Botter Inzolia Caleo 2011, Sicilia
This classic Sicilian white variety features a nice blast of citrus and green apple fruit sitting on top of a medium bodied, DRY texture, making it a no brainer with a wide variety of foods (or just friends).
Feudi Montoni Catarratto 2010, Sicilia
100% high altitude Catarratto fermented in steel to preserve the fresh, savory bouquet. This variety is capable of aging and improving for up to a decade (we tasted numerous older vintages in Italy last spring and the result is well worth the investment).
Terre Al Sole Zibibbo 2011, Sicilia ORGANIC
An insanely aromatic yet BONE DRY Zibibbo (a clone of Moscato from Pantelleria, a small island near Tunisia) that smells like orange zest, honeysuckle blossoms and the salt air of the Mediterranean. Fabulous with Pasta con Botarga (dried salted cod roe), sushi, any fish or chicken dish with a citrus element, fruit salads, brunch, you get the picture. This has amazing, food friendly and crisp acidity to balance the exotic fruit notes so it is never cloying…you should probably go to la Playita on Lincoln in Venice and get some Mariscos Muy Sabrosos, STAT!
Pietratagliata Grillo 2011, Sicilia ORGANIC Sold Out, New Vintage Soon!

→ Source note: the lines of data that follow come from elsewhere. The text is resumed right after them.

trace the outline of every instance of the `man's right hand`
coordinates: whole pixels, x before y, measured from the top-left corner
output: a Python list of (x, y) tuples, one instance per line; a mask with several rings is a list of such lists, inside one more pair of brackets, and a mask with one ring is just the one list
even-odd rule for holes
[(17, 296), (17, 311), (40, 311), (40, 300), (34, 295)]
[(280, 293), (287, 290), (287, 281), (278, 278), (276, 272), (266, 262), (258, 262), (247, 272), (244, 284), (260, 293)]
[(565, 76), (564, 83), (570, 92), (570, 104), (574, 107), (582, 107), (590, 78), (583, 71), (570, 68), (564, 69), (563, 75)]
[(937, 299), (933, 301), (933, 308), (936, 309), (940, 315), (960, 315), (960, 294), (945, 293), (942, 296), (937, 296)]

Grillo? che cos’è? Grillo is a big deal in Sicily, it is one of the backbones of Marsala, once the largest production wine on the Island. Now, responding to the worldwide slump in consumption of fortified wines, many dry versions are produced. This one is sure to be a big hit at holiday parties large or small: crisp, dry, fragrant (wisps of citrus, nettles, almonds and that waxiness that top semillons have greet you when you first smell it) and refreshing, it will be wonderful with a broad range of foods (or by itself!). This wine has never seen a twig of oak yet has a rich and full mouthfeel leading to a clean, minerally finish.